An increasingly popular nutritional supplement, extract of an often overlooked vegetable known as bitter melon, could potentially have considerable protective properties against breast cancer, according to leading researchers.
The Power of Bitter Melon
Bitter melon, as it’s called, enjoys widespread consumption in regions such as India, China, and South America. Besides being a frequent ingredient in traditional culinary practices, the extract of bitter melon is commonly relied upon for its acclaimed blood-sugar regulating properties in local folk remedies for diabetes, report researchers.
“Applying the extract derived from this melon, we observed its significant effect on breast cancer cells,” commented the leading researcher of the study, Ratna Ray. As a professor of pathology at a prominent University, Ray clarified that their experiment was strictly conducted within a lab environment rather than with human subjects.
Bitter Melon Extract’s Selective Attack
An interesting observation was that the bitter melon extract’s effect was selective; it caused only the cancerous breast cells to perish, leaving healthy breast cells unharmed. “We noted no death in the normal cells,” she further explained. However, it’s essential to acknowledge that this is indicative rather than conclusive, and thus does not prove that bitter melon extract has a definitive preventative or curative effect on breast cancer.

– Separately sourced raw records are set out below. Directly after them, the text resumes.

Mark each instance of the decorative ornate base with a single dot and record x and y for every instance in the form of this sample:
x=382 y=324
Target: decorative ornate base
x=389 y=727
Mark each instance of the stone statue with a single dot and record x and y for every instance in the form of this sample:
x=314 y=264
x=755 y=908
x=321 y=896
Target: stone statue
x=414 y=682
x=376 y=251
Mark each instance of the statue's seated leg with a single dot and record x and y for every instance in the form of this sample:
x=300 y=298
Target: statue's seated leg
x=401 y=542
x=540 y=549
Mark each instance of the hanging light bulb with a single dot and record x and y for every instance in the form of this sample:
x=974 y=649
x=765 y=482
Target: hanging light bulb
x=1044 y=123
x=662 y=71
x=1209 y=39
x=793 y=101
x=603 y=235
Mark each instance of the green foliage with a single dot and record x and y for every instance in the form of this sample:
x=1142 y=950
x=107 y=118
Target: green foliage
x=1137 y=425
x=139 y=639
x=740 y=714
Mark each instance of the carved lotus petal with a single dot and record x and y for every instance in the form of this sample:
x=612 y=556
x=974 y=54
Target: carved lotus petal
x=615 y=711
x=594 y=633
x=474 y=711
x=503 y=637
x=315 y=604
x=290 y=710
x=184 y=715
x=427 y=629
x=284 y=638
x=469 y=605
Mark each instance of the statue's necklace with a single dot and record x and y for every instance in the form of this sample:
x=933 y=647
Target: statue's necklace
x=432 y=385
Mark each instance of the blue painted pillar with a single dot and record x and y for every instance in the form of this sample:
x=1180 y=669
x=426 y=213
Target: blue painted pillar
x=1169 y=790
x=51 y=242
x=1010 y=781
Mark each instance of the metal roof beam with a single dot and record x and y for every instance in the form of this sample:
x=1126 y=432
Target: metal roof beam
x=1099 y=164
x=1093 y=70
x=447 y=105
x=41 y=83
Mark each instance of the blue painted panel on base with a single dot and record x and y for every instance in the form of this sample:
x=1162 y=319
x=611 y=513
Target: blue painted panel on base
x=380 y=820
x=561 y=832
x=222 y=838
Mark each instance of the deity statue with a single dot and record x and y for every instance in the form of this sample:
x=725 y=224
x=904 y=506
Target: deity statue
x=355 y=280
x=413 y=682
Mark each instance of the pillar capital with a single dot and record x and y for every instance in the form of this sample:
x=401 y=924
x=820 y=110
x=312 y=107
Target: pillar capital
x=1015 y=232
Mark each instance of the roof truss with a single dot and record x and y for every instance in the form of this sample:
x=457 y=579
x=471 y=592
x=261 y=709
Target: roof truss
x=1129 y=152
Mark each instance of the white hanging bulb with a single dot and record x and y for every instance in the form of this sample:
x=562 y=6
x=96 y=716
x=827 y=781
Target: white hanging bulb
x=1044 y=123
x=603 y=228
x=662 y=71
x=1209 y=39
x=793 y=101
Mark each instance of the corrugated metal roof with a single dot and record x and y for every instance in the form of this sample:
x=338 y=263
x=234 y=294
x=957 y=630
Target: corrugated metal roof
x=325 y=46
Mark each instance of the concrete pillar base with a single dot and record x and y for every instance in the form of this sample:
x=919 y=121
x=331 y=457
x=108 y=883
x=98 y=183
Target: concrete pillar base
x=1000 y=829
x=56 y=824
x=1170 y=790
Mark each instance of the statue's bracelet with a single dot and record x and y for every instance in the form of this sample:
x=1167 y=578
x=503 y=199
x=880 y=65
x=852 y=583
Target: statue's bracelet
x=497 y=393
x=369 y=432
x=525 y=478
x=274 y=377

“Personally, I’m doubtful about it being a cure for cancer. However, it might hold potential in delaying or possibly even preventing the onset of it,” Ray speculated. The research findings gained wide exposure when they were pre-published online in Cancer Research ahead of their print publication.
The Study Method
To explore their hypothesis, Ray and her team exposed human breast cancer cells to the bitter melon extract, a supplement readily available in local health food stores and even online. What they observed was revealing – the extract not only slowed the growth of these cancer cells but in some instances, led to their demise.
The researchers now plan to validate these findings through animal trials. Should these trials confirm their preliminary results, human trials could be on the cards. Apart from being ingested in supplemental form, consuming bitter melon as part of the diet might also yield similar benefits. “This melon comprises components which are inherently health-beneficial,” Ray elaborated, highlighting the vegetable’s rich Vitamin C and flavonoid content.
Marji McCullough, a strategic director of nutritional epidemiology at a respected cancer society, showed keen interest in the preliminary results. She remarked, “The outcomes of this lab-based study certainly arouse curiosity.”
However, she was quick to caution against jumping the gun, “Before we start recommending bitter melon extract supplements for prevention of cancer, rigorous clinical trials to evaluate its human safety and efficacy are indispensable.”
In the meantime, McCullough continues to back getting nutrients primarily from a variety of fruits and vegetables as part of a plant-based diet, rather than from supplements. She also emphasizes the need for comprehensive human trials before endorsing consumption of select supplements.
Current preventative measures against breast cancer include maintaining a healthy weight, moderating alcohol consumption, regular exercise, and a nutritious diet, McCullough reiterated.